Decisão do TJRO Declara Inconstitucional Lei que Proibia Discussões sobre Sexualidade e Gênero em Rondônia

Na última segunda-feira, dia 17, o Tribunal de Justiça de Rondônia (TJRO) tomou uma decisão significativa ao declarar inconstitucional a Lei Estadual nº 5.788/2024. Essa norma proibia a participação de crianças e adolescentes em eventos e atividades relacionadas a temas como sexualidade, identidade de gênero e orientação sexual. Além de tornar a regra inválida, a decisão do tribunal também abordou questões fundamentais sobre a autonomia familiar e a competência legislativa.
Análise da Inconstitucionalidade
Durante a análise, o TJRO reuniu duas Ações Diretas de Inconstitucionalidade (ADIs) que contestavam a lei, sob a relatoria do desembargador Álvaro Kalix Ferro. Os magistrados identificaram falhas tanto no processo legislativo quanto no conteúdo da norma. A decisão enfatizou que a proibição imposta pela lei estadual não tinha respaldo em legislações federais, especialmente no que diz respeito ao Estatuto da Criança e do Adolescente (ECA).
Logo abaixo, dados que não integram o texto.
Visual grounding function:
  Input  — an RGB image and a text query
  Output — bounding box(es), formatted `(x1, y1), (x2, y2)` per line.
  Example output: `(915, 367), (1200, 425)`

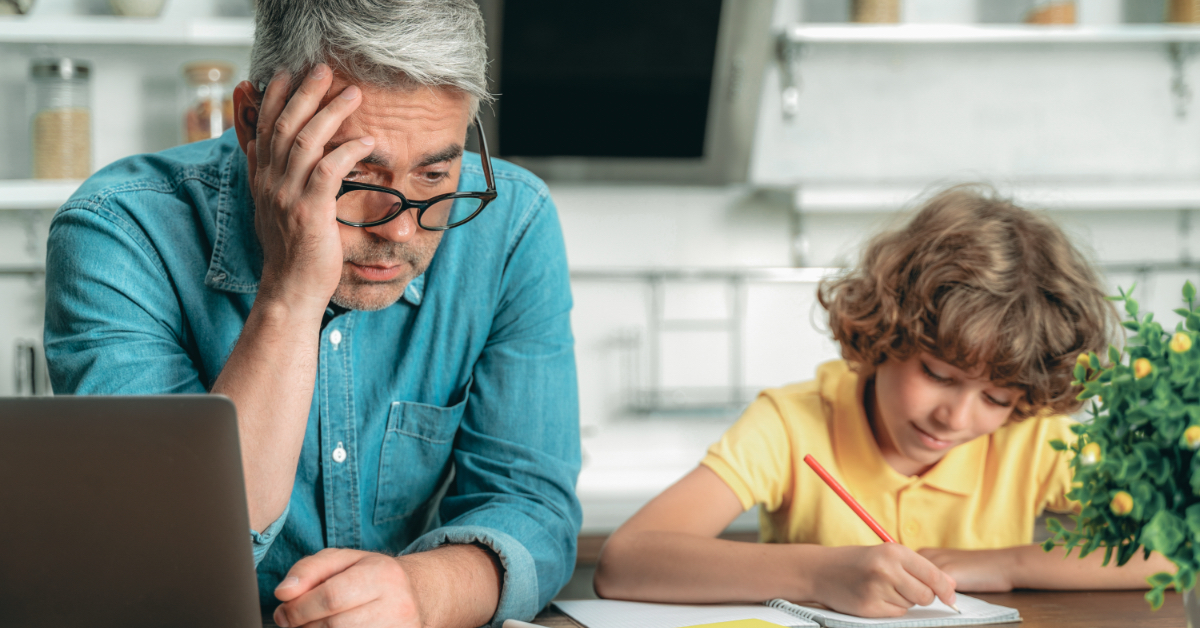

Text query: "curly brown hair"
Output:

Interferência na Autonomia Familiar
Outro ponto destacado pelo tribunal foi a interferência da norma na autonomia dos pais e responsáveis. Ao tentar regular a participação de crianças em atividades escolares, a lei limitava a liberdade dos responsáveis de decidir sobre temas importantes na formação dos filhos. O TJRO argumentou que o Estado não deveria impor punições ou restrições sem uma base legal adequada que respaldasse tais ações.
Erros de Origem e Competência
Os desembargadores também apontaram um erro fundamental na origem da proposta, que foi apresentada por deputados estaduais. A lei criava mecanismos de fiscalização e aplicação de multas que pertencem exclusivamente à esfera do Poder Executivo, revelando uma usurpação de funções que deveria ser debatida e aprovada pelo governador.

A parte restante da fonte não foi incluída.